Le Village

12 2 0
                                    



Le Village était une sorte de No man's land situé dans les quartiers périphériques de San Francisco. Une communauté à l'origine dérivée des courants hippie, vivant dans des caravanes, au jour le jour, sans préoccupation autre que jouir de leur liberté. Des populations modestes ou au contraire attirées par l'isolement, l'avaient rejoint par la suite, le faisant grossir au fur et à mesure des années.

Le Village était suffisamment loin de la ville pour lui garantir cette liberté qu'il revendiquait. Il régnait ici un climat d'indolence et d'anarchie. La drogue, la musique, la paresse, le sexe, étaient des nourritures spirituelles à part entière, érigées comme un mode de vie. La frontière entre le légal et l'illégal était devenue floue au point de perdre sa signification.

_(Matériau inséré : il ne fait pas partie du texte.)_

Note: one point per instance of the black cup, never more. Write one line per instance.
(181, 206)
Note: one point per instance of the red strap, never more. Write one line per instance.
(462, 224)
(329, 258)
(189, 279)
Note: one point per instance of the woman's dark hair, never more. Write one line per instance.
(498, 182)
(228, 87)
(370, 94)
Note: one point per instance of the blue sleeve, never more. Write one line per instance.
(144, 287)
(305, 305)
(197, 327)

A perte de vue, des barbecues et des réunions privées, plus ou moins discrètes, plus ou moins licites. Trafics et contrebande y trouvaient un creuset favorable, ainsi qu'un anonymat facile.

Vargo rejoignait la caravane du clan Zarkov, en déambulant tranquillement entre les allées du Village, lorsque soudain il s'immobilisa...

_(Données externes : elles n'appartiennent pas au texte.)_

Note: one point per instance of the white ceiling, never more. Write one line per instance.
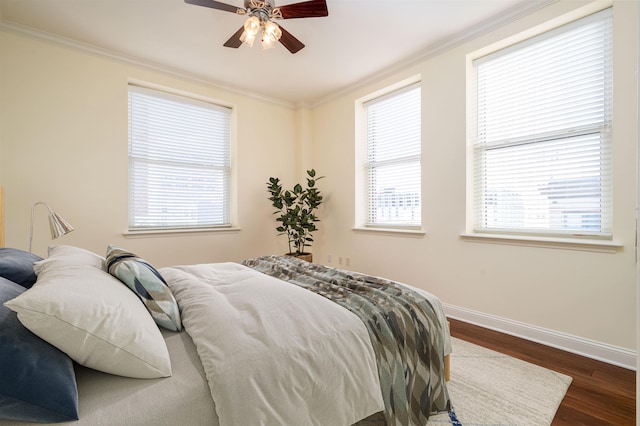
(359, 38)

L'homme de main était d'origine russe, il en conservait le profil. Grand, maigre, nerveux, le front haut, les sourcils charnus. Seule sa peau dénuée de tatouage le différenciait un peu de sa communauté.

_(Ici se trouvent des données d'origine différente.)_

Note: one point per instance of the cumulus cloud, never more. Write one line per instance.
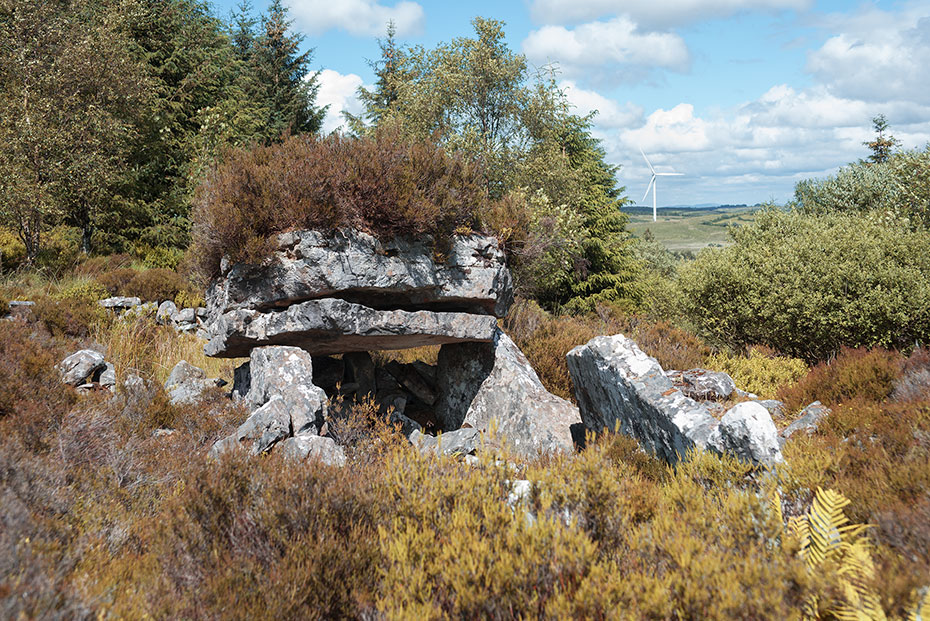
(338, 92)
(616, 47)
(877, 57)
(358, 17)
(650, 13)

Autour de lui, entre les haies qui séparaient les espaces privés où squattaient tentes, caravanes, mobile home, des individus venus de tous horizons s'activaient, dont une proportion non négligeable se défonçaient en toute liberté. Ce soir là, en outre, un concert dominait le chaos des bruits dispersés produits par chaque quartier, pour tous les fondre dans une même ambiance musicale aux accents de reggae.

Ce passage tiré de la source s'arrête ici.